Regression1

9 minute read

1. Linear Regression

Consider a linear regression:

\(\text{Given} \; \begin{cases} x_{i} \; \text{: inputs} \\ y_{i} \; \text{: outputs} \end{cases}\) , Find \(\theta_{0}\) and \(\theta_{1}\)

\[x= \begin{bmatrix} x_{1} \\ x_{2} \\ \vdots \\ x_{m} \end{bmatrix}, \qquad y= \begin{bmatrix} y_{1} \\ y_{2} \\ \vdots \\ y_{m} \end{bmatrix} \approx \hat{y}_{i} = \theta_{0} + \theta_{1}x_{i}\]
  • \(\hat{y}_{i}\) : predicted output

  • \(\theta = \begin{bmatrix} \theta_{0} \\ \theta_{1} \\ \end{bmatrix}\) : Model parameters \quad \(\hat{y}_{i} = f(x_{i}\,; \theta) \; \text{ in general}\)

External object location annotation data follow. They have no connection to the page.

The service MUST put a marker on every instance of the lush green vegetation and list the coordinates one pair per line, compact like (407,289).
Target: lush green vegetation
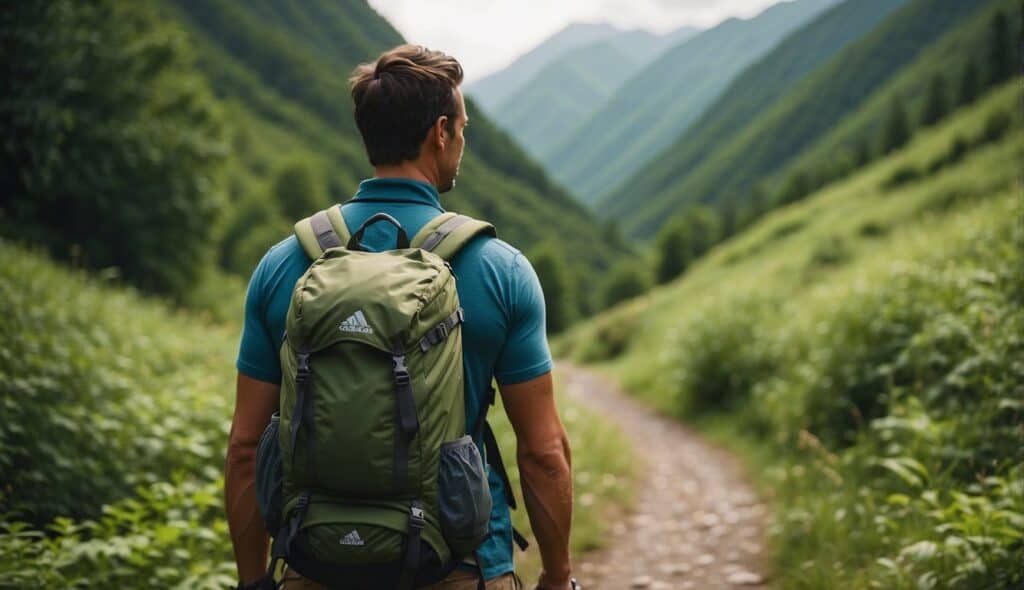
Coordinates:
(116,415)
(866,343)
(131,162)
(495,88)
(806,113)
(650,110)
(113,142)
(755,90)
(543,111)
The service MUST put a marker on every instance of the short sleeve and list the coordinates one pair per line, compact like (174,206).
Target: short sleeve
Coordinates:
(257,352)
(525,353)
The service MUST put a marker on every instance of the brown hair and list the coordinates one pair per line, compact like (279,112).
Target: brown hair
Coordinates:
(399,97)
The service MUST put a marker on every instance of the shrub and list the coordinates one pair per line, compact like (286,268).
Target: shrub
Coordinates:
(722,355)
(112,142)
(98,395)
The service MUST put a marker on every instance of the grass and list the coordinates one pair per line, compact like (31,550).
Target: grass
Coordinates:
(117,408)
(861,350)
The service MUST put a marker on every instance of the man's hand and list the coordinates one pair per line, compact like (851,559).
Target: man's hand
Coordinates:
(545,471)
(254,404)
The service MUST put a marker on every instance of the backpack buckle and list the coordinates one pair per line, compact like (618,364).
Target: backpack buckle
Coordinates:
(417,517)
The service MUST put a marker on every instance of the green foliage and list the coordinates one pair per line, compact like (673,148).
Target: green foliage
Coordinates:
(295,191)
(773,145)
(881,392)
(721,356)
(935,106)
(685,240)
(1001,61)
(896,131)
(960,47)
(116,412)
(647,114)
(753,92)
(113,141)
(559,295)
(970,86)
(626,281)
(102,391)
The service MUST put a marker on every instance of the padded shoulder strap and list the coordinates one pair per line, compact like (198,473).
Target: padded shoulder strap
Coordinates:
(448,233)
(322,230)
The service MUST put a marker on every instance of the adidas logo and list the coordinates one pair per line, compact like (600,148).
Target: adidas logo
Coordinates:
(356,323)
(352,539)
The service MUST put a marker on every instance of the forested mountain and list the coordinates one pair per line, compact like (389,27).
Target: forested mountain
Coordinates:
(950,73)
(572,86)
(283,70)
(796,120)
(492,90)
(653,107)
(751,93)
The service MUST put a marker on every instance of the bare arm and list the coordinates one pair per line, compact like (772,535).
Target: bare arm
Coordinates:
(545,470)
(254,404)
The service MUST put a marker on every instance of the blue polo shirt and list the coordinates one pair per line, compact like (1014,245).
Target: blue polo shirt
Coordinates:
(503,335)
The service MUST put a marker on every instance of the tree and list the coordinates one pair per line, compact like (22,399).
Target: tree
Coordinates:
(673,251)
(970,84)
(295,191)
(684,240)
(559,297)
(112,142)
(935,104)
(1000,50)
(626,281)
(897,129)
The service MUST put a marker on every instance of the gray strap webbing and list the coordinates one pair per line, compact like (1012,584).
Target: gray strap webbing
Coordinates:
(324,232)
(441,233)
(438,333)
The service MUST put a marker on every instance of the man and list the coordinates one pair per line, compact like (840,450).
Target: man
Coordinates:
(411,114)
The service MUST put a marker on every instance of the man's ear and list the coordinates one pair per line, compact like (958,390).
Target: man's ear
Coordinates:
(440,131)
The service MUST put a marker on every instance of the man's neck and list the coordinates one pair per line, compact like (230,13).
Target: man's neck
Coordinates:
(410,170)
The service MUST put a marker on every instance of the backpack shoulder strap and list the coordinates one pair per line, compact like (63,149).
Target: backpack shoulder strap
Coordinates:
(324,229)
(448,233)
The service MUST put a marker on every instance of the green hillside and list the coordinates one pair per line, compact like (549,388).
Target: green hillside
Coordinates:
(947,59)
(751,93)
(117,409)
(567,90)
(862,348)
(658,102)
(495,88)
(285,72)
(552,102)
(810,110)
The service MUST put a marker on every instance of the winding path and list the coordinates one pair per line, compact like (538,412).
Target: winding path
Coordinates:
(696,522)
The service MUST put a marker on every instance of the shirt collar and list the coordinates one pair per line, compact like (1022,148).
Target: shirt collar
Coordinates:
(398,191)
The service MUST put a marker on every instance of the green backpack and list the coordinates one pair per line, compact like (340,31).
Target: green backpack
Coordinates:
(382,488)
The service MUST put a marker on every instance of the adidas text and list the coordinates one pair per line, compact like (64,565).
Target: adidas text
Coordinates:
(356,323)
(352,539)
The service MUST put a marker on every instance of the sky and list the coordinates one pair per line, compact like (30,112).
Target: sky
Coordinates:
(487,35)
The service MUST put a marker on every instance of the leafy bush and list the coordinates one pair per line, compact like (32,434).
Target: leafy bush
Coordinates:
(112,142)
(99,394)
(722,354)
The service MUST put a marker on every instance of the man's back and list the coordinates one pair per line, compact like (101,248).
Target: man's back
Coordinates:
(503,334)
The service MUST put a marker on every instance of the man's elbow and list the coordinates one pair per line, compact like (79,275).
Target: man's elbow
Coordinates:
(551,459)
(242,451)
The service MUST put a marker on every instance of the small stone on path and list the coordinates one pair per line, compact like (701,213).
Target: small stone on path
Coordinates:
(743,579)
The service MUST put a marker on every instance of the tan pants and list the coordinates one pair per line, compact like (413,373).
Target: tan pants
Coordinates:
(459,580)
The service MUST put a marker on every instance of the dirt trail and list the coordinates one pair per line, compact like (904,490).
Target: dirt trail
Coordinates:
(696,522)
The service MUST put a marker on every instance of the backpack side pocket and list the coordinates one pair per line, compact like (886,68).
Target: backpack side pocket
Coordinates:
(269,476)
(464,496)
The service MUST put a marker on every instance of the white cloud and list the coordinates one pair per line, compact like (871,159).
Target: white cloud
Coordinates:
(486,35)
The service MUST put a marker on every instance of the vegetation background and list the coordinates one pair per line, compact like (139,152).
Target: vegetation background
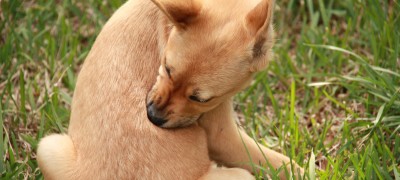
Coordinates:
(329,100)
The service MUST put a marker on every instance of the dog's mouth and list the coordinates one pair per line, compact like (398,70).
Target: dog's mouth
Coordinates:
(185,122)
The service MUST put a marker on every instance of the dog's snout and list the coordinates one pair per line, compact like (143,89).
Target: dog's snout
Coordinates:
(154,115)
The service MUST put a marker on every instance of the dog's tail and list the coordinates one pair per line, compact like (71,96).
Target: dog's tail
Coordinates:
(56,156)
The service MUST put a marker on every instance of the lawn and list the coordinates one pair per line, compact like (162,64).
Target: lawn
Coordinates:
(330,99)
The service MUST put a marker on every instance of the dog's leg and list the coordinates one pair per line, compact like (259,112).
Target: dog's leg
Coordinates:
(216,173)
(231,146)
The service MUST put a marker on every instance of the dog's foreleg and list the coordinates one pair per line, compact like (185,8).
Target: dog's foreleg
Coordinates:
(215,173)
(232,147)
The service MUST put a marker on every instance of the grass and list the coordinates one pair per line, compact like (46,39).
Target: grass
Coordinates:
(330,100)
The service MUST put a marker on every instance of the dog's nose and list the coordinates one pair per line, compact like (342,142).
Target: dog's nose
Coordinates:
(153,115)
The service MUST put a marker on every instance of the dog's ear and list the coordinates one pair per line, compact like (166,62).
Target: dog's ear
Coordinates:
(259,23)
(180,12)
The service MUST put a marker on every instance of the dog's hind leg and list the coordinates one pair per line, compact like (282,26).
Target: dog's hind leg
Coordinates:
(232,147)
(56,156)
(216,173)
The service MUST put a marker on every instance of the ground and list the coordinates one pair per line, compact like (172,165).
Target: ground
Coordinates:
(329,99)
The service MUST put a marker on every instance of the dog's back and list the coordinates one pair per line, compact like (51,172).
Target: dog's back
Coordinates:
(109,135)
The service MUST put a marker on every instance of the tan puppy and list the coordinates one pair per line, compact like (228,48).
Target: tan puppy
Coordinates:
(110,136)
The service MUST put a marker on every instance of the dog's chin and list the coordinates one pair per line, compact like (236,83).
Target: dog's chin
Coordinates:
(182,123)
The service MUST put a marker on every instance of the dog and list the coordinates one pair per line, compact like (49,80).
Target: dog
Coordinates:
(205,52)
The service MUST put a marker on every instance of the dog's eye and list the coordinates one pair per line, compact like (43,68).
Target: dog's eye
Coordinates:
(197,99)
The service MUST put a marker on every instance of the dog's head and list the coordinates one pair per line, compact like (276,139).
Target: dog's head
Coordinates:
(211,53)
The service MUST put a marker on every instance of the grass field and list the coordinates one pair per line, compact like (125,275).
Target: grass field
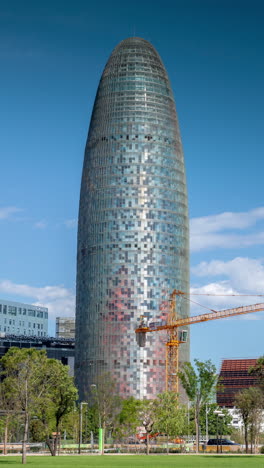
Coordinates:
(138,461)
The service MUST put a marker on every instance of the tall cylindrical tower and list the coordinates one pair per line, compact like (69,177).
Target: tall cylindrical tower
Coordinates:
(133,241)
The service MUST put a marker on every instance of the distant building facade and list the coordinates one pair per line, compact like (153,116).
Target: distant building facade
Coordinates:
(65,327)
(23,319)
(61,349)
(233,378)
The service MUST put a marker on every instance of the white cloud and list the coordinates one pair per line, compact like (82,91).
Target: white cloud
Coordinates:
(7,211)
(221,295)
(244,274)
(59,300)
(40,225)
(209,232)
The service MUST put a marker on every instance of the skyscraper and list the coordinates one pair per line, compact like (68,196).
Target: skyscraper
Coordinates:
(133,241)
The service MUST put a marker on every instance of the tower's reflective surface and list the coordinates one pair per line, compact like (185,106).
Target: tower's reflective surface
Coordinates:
(133,242)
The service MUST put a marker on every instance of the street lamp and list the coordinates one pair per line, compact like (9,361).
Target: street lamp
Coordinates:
(218,413)
(221,415)
(101,431)
(80,425)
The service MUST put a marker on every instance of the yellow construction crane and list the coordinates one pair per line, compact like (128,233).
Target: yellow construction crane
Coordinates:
(175,338)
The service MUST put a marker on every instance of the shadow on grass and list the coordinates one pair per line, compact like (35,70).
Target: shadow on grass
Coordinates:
(9,461)
(244,456)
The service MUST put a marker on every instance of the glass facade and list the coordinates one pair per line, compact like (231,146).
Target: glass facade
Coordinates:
(17,318)
(133,238)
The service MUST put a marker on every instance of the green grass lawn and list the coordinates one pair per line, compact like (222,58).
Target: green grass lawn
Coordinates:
(138,461)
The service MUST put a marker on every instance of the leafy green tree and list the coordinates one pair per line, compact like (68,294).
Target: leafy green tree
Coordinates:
(128,417)
(40,388)
(106,403)
(249,403)
(56,401)
(258,371)
(199,386)
(169,416)
(146,416)
(8,407)
(211,420)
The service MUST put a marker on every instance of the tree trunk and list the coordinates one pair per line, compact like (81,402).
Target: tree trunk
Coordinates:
(147,444)
(6,436)
(25,438)
(246,438)
(197,429)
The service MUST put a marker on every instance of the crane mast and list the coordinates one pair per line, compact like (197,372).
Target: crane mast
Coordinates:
(175,338)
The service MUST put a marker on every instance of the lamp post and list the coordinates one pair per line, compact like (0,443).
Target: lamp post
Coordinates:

  • In many cases, a linear model is used to predict \(y_{i}\) \(\hat{y}_{i} = \theta_{0} + \theta_{1}x_{i} \; \quad \text{ such that }\quad \min\limits_{\theta_{0}, \theta_{1}}\sum\limits_{i = 1}^{m} (\hat{y}_{i} - y_{i})^2\)

png

1.1. Re-cast Problem as a Least Squares

  • For convenience, we define a function that maps inputs to feature vectors, \(\phi\)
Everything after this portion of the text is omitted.